Porque las tierras de sangre simplemente se desplazaron hacia el sur. Gaza es el escenario de atrocidades, pero sólo aquellas cometidas por Hamas reciben la atención que merecen. En contraste, otros horrores perfectamente documentados son casi invisibles: el increíble número de niños palestinos amputados, los bebés de pecho condenados a morir de forma prematura por el ejército israelí, los cuerpos retirados con topadoras, la práctica generalizada de tortura por medio de violaciones en prisión, los repetidos asesinatos de periodistas, las crueles prohibiciones que pesan sobre la importación de toda suerte de equipamientos médicos de primera necesidad, y así sucesivamente. Las vidas palestinas, es evidente, no tienen el mismo valor que las occidentales, en una lógica macabra que se extiende a Líbano, Siria, Irak, Yemen e incluso a Libia.

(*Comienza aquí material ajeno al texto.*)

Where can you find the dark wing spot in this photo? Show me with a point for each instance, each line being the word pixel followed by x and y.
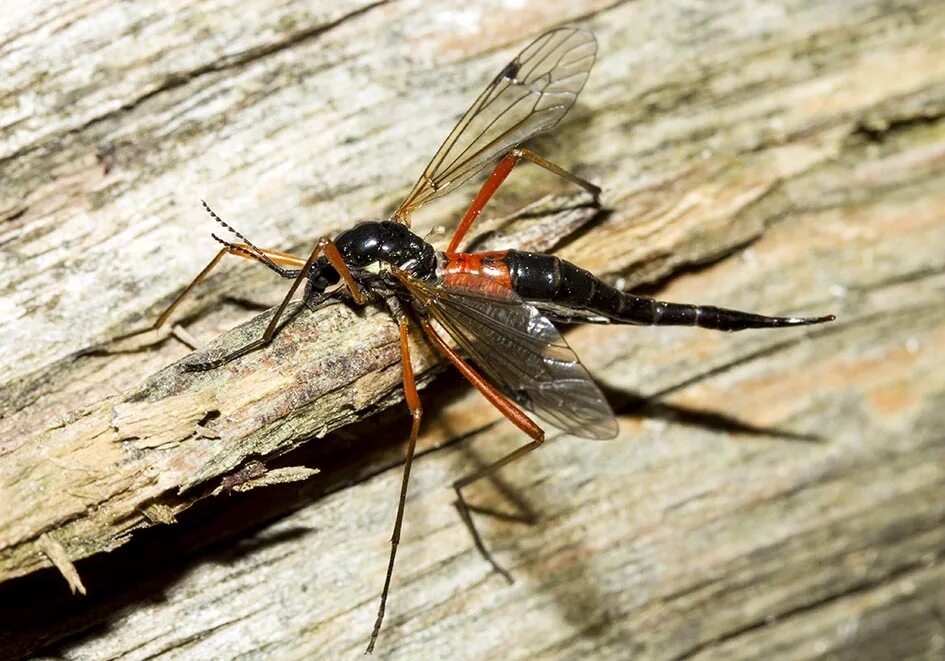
pixel 509 72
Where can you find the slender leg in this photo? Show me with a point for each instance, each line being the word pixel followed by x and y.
pixel 238 249
pixel 495 180
pixel 510 411
pixel 325 245
pixel 413 403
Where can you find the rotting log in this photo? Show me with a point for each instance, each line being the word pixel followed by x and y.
pixel 770 494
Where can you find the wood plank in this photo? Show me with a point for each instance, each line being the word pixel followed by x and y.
pixel 770 493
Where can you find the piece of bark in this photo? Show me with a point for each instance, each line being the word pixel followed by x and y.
pixel 812 132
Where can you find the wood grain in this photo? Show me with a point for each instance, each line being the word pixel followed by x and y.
pixel 770 494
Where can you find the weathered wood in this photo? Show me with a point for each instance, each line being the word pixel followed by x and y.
pixel 781 494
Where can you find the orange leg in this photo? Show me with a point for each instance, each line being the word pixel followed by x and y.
pixel 515 415
pixel 325 245
pixel 495 180
pixel 413 403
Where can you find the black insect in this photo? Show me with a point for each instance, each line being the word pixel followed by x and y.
pixel 499 307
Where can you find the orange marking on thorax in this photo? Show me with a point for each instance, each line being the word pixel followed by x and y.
pixel 484 264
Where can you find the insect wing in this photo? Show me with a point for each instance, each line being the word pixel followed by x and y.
pixel 530 95
pixel 520 351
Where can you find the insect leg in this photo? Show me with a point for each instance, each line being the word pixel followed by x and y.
pixel 561 172
pixel 413 403
pixel 510 411
pixel 324 245
pixel 488 189
pixel 238 249
pixel 495 180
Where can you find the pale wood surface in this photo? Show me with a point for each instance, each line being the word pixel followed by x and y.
pixel 771 494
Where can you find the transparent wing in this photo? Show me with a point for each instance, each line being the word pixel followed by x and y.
pixel 520 351
pixel 530 95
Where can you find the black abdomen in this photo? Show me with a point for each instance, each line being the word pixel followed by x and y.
pixel 585 297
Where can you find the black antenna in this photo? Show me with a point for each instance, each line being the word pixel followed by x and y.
pixel 255 252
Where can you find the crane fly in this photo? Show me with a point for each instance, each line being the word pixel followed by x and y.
pixel 500 308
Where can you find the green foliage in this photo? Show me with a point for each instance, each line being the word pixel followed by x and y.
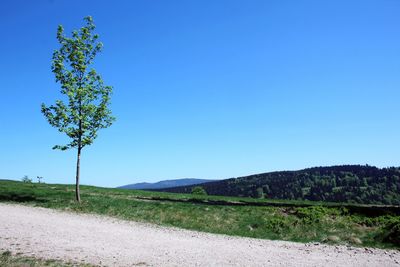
pixel 198 190
pixel 261 218
pixel 86 110
pixel 348 183
pixel 26 179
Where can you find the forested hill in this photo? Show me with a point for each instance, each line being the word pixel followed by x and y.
pixel 347 183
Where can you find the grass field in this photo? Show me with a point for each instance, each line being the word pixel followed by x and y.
pixel 333 223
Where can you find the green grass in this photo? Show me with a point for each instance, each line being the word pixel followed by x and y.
pixel 9 260
pixel 301 221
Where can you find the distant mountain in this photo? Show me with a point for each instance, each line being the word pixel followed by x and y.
pixel 362 184
pixel 166 184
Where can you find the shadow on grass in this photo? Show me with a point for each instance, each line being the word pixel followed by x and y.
pixel 368 210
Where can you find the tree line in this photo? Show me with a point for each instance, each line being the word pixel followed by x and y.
pixel 362 184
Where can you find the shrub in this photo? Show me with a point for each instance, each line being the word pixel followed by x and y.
pixel 198 190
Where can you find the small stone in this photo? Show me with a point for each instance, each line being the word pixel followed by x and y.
pixel 355 240
pixel 333 238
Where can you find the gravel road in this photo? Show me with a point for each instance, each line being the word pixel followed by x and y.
pixel 105 241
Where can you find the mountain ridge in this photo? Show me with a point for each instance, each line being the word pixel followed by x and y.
pixel 166 184
pixel 361 184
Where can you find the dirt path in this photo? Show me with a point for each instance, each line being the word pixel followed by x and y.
pixel 102 241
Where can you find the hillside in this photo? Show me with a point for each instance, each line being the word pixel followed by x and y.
pixel 291 220
pixel 347 183
pixel 166 184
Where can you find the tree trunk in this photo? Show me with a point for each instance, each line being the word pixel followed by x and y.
pixel 78 161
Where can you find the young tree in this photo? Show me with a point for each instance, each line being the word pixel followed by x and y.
pixel 87 98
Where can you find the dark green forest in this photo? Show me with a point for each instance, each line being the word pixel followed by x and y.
pixel 362 184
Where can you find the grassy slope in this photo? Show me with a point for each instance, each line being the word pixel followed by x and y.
pixel 284 220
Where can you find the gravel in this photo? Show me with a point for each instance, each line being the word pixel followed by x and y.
pixel 105 241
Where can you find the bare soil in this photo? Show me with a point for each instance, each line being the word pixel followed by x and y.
pixel 105 241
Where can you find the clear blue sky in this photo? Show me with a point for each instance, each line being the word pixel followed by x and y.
pixel 208 89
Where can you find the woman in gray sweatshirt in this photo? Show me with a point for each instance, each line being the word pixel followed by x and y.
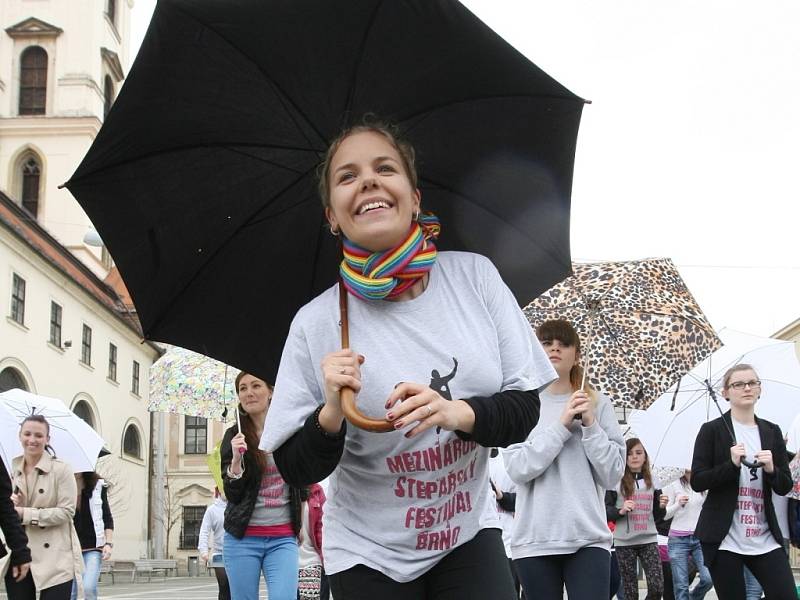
pixel 574 453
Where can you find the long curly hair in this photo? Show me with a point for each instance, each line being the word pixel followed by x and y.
pixel 628 485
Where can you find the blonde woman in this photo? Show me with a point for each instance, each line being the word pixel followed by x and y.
pixel 45 494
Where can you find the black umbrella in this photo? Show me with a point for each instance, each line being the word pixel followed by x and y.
pixel 201 181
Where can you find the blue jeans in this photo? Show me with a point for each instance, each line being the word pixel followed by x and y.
pixel 91 573
pixel 245 559
pixel 680 549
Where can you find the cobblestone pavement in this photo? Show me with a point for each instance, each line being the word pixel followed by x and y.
pixel 169 588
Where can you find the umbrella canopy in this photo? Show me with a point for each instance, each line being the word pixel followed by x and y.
pixel 202 181
pixel 72 439
pixel 188 383
pixel 640 327
pixel 669 427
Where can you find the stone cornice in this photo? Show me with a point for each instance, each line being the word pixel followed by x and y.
pixel 33 27
pixel 89 125
pixel 114 65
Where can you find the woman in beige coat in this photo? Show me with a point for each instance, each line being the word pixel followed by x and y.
pixel 44 496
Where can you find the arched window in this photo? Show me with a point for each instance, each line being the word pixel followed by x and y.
pixel 84 411
pixel 108 95
pixel 10 378
pixel 30 176
pixel 131 442
pixel 33 81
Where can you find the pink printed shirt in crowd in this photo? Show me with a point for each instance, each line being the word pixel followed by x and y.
pixel 271 515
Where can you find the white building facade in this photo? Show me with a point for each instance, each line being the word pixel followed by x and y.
pixel 61 65
pixel 66 327
pixel 64 333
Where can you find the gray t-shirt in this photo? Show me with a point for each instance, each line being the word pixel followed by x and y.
pixel 398 505
pixel 749 533
pixel 562 475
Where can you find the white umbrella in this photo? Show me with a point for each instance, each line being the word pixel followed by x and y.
pixel 668 428
pixel 70 436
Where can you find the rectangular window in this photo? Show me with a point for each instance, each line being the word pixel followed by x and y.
pixel 190 528
pixel 86 345
pixel 55 324
pixel 135 378
pixel 195 432
pixel 18 299
pixel 112 362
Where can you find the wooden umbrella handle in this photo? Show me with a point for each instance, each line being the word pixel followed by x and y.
pixel 347 395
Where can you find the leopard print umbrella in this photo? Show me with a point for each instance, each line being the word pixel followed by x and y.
pixel 640 327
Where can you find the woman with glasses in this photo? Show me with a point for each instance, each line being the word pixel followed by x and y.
pixel 740 459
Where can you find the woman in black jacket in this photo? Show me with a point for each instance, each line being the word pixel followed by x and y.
pixel 737 525
pixel 262 518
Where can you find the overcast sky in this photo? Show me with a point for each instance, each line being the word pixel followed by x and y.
pixel 690 147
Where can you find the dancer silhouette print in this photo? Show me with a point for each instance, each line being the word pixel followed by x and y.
pixel 441 384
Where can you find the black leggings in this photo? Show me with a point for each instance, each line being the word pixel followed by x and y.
pixel 26 589
pixel 771 569
pixel 476 570
pixel 653 571
pixel 586 574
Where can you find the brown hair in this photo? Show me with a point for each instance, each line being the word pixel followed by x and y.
pixel 734 369
pixel 628 484
pixel 369 123
pixel 249 428
pixel 564 332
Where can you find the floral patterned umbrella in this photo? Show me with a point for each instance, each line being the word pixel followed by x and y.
pixel 192 384
pixel 640 328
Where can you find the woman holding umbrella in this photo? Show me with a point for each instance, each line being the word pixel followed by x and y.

Esas tierras de sangre tienen un equivalente: el mar de lágrimas en que se está convirtiendo el Mediterráneo, a medida que se lanzan allí decenas de miles de inmigrantes librados a morir ahogados. El paralelo es importante, porque la obligación de rescate marítimo tiene los mismos orígenes que el derecho de asilo y que el de la guerra: esos principios, presumidos universales, nacieron en Europa occidental, ante todo para aliviar los sufrimientos de los europeos. Estos últimos quisieran hoy hacer de ellos su privilegio, privar de esos derechos a una parte de la humanidad en nombre de una visión jerárquica del mundo que tomaron prestada de una tradición colonial y racista.
Pornoguerra
La idea de una superioridad civilizatoria es el fundamento de todos los razonamientos de ese tipo. Encuentra su confirmación en una sobrecapacidad del poder tecnológico, que sirve como validación tautológica en todos los discursos teñidos de supremacía: los occidentales son los mejores porque son los más fuertes. Las tecnoguerras de Israel en Gaza y en Líbano no son una excepción en la materia. Dieron lugar a una mórbida fascinación por sus aspectos más vanguardistas: se trataría de guerras de alta precisión, casi científicas, llevadas a cabo con misiles guiados, asesinatos focalizados, inteligencia en tiempo real reforzada por drones e inteligencia artificial. El Hezbollah libanés vio cómo sus buscapersonas, instrumentos de comunicación deliberadamente arcaicos, fueron transformados en bombas a control remoto, explotando en las manos de sus tropas. Así surge la imagen de una fuerza israelí ciertamente destructora, pero evolucionada, sutil, avezada, y alabada en cuanto tal en el discurso predominante.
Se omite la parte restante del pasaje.